Second Turkish police arrested over 2016 Russian ambassador's assassination

In late 2016, an off-duty Turkish officer repeatedly shot Moscow's top envoy from behind while the ambassador was visiting an Ankara art exhibition titled "Russia through Turks' eyes."

ERBIL, Kurdistan Region (Kurdistan 24) - Turkish security forces on Thursday detained a second police officer in relation to last year's assassination of Russia's ambassador to Ankara, Andrey Gennadiyevich Karlov.

According to state media, the detainee, Ramazan Yucel, accused of taking part in the Karlov murder was an officer already dismissed from his job over alleged ties with the US-based Islamic cleric, a one-time ally and current critic of President Erdogan, Fethullah Gulen.

In the evening of December 19, 2016, an off-duty Turkish police officer Mevlut Mert Altintas repeatedly shot Karlov from behind while the ambassador was visiting an exhibition titled "Russia through Turks' eyes," in an art gallery at the Turkish capital of Ankara.

This picture shows Andrey Karlov, the Russian Ambassador to Ankara, lying on the floor after being shot by an off-duty Turkish police officer in an art gallery in Turkey's capital, Dec. 19, 2016. (Photo: AFP)
This picture shows Andrey Karlov, the Russian Ambassador to Ankara, lying on the floor after being shot by an off-duty Turkish police officer in an art gallery in Turkey's capital, Dec. 19, 2016. (Photo: AFP)

President Recep Tayyip Erdogan's administration blames the envoy's killing on Gulenists whom pro-government media claims wanted to derail the then newly-restored Ankara-Moscow ties.

However, moments before Altintas killed Karlov; he shouted Islamic slogans associated with al-Qaeda's Syrian franchise al-Nusra Front which was then fighting against Syrian regime force supported by Russian warplanes in the besieged rebel-held eastern sector of the city of Aleppo.

"We are dying in Syria. So you will die here. You will not get alive out of here. We kill the murderers like this," the attacker said at the gallery right across from the United States Embassy.

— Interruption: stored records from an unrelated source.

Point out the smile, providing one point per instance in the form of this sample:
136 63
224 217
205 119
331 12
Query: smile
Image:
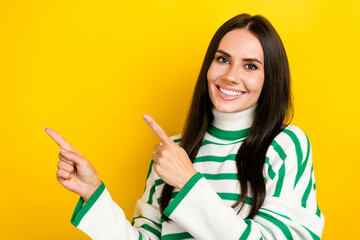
230 93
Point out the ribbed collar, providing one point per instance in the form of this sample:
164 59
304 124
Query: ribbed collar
231 126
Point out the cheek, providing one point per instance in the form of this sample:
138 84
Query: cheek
256 84
212 73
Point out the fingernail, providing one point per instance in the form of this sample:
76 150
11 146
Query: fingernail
146 117
63 151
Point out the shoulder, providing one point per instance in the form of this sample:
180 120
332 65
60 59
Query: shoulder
291 137
290 141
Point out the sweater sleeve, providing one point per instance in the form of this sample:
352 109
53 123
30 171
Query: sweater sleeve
290 210
102 218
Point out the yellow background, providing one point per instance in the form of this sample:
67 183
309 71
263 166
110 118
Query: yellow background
90 69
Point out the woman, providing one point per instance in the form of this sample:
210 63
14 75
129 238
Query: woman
237 172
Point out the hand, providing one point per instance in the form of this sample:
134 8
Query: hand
75 173
171 161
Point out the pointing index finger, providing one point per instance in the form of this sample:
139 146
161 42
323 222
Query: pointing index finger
159 132
59 139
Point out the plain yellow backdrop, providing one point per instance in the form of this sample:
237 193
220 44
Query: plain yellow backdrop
90 69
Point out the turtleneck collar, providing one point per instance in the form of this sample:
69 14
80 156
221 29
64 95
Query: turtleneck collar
232 126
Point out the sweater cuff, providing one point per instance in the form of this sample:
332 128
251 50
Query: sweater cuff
182 194
80 210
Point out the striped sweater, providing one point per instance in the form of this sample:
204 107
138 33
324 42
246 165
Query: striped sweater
202 208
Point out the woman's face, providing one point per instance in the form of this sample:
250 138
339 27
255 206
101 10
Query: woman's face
236 75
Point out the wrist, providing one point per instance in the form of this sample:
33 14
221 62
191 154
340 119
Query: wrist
180 186
91 191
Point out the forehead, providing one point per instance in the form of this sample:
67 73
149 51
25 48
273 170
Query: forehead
241 43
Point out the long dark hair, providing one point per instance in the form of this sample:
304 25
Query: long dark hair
272 114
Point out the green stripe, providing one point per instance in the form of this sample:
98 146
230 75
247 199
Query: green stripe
271 172
152 190
281 215
183 192
206 142
318 212
151 193
228 135
285 230
279 150
151 229
142 217
149 172
221 176
81 210
301 170
222 195
247 231
281 174
280 181
176 236
313 235
307 191
299 154
231 157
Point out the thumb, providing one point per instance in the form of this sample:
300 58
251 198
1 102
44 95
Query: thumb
73 156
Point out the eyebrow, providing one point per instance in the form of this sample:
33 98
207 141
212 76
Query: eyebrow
244 59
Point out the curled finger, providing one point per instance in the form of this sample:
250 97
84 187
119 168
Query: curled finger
63 174
62 158
65 166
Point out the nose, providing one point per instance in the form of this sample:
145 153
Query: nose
232 76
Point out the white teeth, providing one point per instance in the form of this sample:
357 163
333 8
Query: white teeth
230 93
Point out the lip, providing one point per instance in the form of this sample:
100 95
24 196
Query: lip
227 97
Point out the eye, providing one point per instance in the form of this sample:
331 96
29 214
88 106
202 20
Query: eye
251 66
222 60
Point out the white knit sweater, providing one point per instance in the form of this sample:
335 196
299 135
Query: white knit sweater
202 209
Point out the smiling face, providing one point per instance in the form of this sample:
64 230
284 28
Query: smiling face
236 74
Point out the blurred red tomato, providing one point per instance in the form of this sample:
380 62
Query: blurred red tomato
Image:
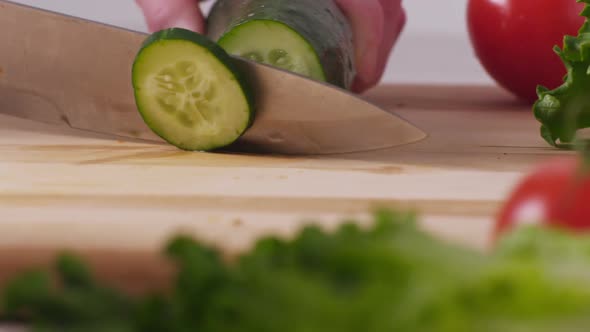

He showed his police ID to enter the gallery.

The assassination followed a reconciliation between Erdogan and his Russian counterpart Vladimir Putin who sided with opposing sides in the Syrian civil war that resulted in the late 2015 Turkish downing of a Russian warplane on the border with Syria.

Despite the killing of Moscow's highest diplomat in Ankara, both countries vowed to maintain robust ties and did not allow the incident to foster further hostilities.